What I like about Visual Studio is that it has Android and Windows Phone emulators built-in. This almost seems like a necessary feature for any modern day editor.

While it’s probably not going to become my daily editor, the latest Unity 5.2 has Universal App support and tighter Visual Studio integration. Since I’ve picked up a video games hobby, I’m sure I’ll be using it more going forward.

Current Feelings on Windows

I’ve really grown to like Windows. I spent about two weeks back on Mac due to my Ruby on Rails issues, but now I can happily those issues are over and (after a few hurdles) I was able to get DayTrip up and running on my PC. Those two weeks on Mac were good for “back at home” productivity, but the glamor of OS X has faded for me.

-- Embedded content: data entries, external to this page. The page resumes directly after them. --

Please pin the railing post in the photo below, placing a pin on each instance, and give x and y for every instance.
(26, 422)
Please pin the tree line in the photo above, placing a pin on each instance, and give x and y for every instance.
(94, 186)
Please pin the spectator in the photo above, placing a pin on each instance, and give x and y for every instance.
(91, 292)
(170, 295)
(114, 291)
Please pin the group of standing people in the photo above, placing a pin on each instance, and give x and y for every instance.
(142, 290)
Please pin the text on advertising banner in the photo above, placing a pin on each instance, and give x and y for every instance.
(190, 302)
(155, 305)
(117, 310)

Windows feels like a frontier. One of Windows’ and Windows Phones’ notorious weak spots are the “lack of apps”. Yet millions of people use Windows each day. With Universal Windows 10 Apps, I see a bright future where frameworks like Angular/React/Ember could be used to create rich native interfaces to millions of users using the skills I already possess. Throw on top of that Web App Manifests and possibility for Progressive Apps and the Future of the Web feels bright.